Klaus Schwab, the founder and longtime leader of the WEF, set the tone early, with a speech that left no doubt of the organization’s sense of privilege and purpose:

Let’s also be clear: The future is not just happening. The future is built by us. By a powerful community as [sic] you here in this room. We have the means to improve the state of the world. But two conditions are necessary. The first one is that we act all as stakeholders of larger communities, that we serve not only our self-interest, but we serve the community. That’s what we call stakeholder responsibility. And second, that we collaborate. This is the reason that you find many opportunities here during the meeting to engage into [sic] very action- and impact-oriented initiatives, to make progress related to specific issues on the global agenda.

As always, those “specific issues on the global agenda” include traditional canards such as climate change, sustainability, ending the use of fossil fuels, and preventing war. This year’s WEF, in keeping with “Great Reset” cadences related to the Covid pandemic and its economic and social aftermath, is also focusing on pandemic prevention and protecting vulnerable food production and supply chains. And, less explicably — at least from the standpoint of conventional logic — the WEF, while claiming custodianship of global problems, is also studying issues with little discernible global purport, such as limits on free speech on the internet (they’re in favor) and alleged discrimination against those practicing homosexuality, bisexuality, transsexuality, and kindred perversions (they’re opposed).

Some feeling for the gist of the WEF 2022 can be had from a sampling of agenda items from this year’s conference, which include the following:

  • “Trading Places: Can Commodity Companies Become Climate Heroes?”
  • “Why LGBTQ Representation Should be a Priority for Business and Media”
  • “Beyond Pledges: Inclusive Partnerships to Move Towards Climate Resilience”
  • “Safeguarding our Planet and People: A Call for Climate Action at Davos 2022”

Nor has there been any shortage of political movers and shakers at this year’s WEF. The conference has already heard from the likes of former senator John Kerry, Spanish Prime Minister Pedro Sanchez, European Commission President Ursula von der Leyen, and NATO Secretary-General Jens Stoltenberg.
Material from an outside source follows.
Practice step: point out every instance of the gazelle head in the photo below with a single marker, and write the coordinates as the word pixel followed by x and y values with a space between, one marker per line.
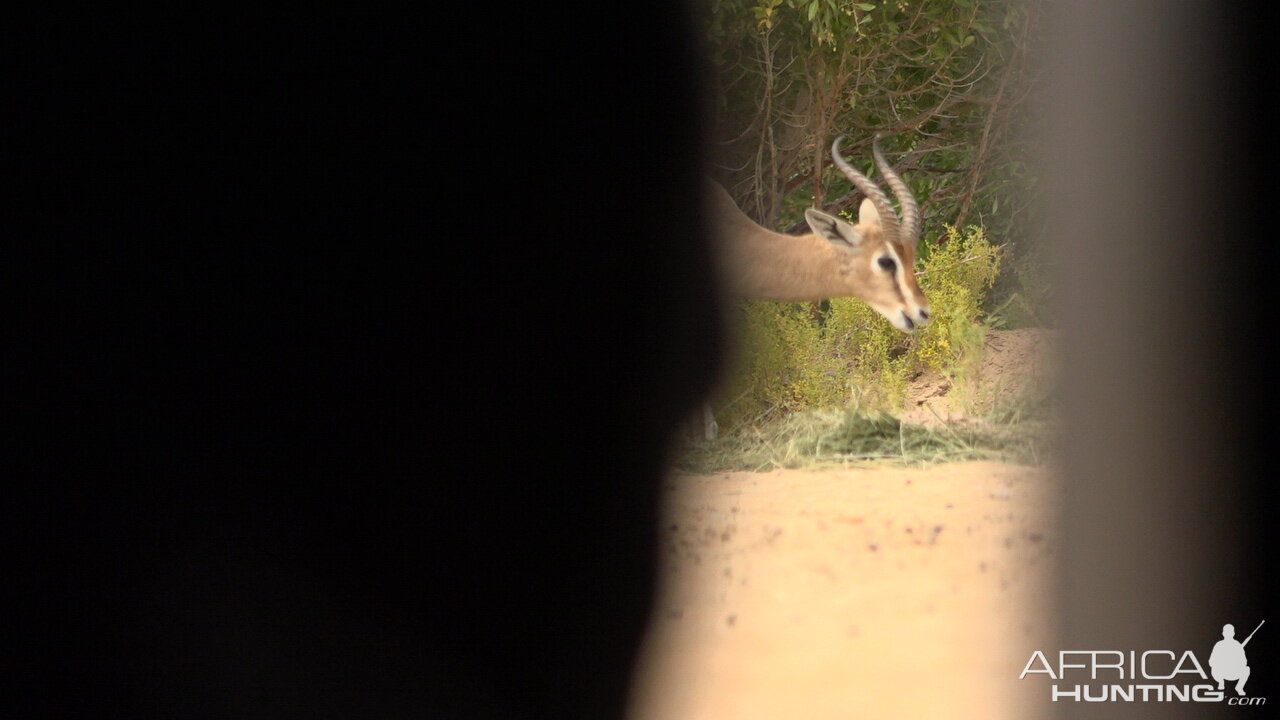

Traditional WEF participant Russia was disinvited to this year’s event, and the war in Ukraine is probably second only to climate change in prominence at Davos 2022.

While we all applaud efforts in good faith to address genuine global problems (with war, pandemics, and hunger certainly among them), it is unfortunate that the only efforts to combat them that ever get widespread publicity and media approval come from the globalist Left. The myriad private organizations, both religious and secular, that are striving to improve man’s condition are generally ignored or taken for granted by politicians and their breathless myrmidons in the mainstream news media. But organizations such as the Red Cross, Doctors Without Borders, and various churches and other religious organizations generally do not lead with the aim of finding “global solutions for global problems.” That is because, contrary to what the WEF and like-minded globalist initiatives would have us believe, it is possible to solve, or at least palliate, global problems without being globalists. A once-common and pressing global problem, hunger, for example, has largely been solved by the action of the free market, and many global health problems are similarly being mitigated thanks to heroic advances, mostly in open Western societies, in medicine. No global “framework,” “governance,” or “protocol” was necessary to achieve such milestones of human progress. And the global “Great Reset” supported by Klaus Schwab’s WEF is a government, not a private, global solution.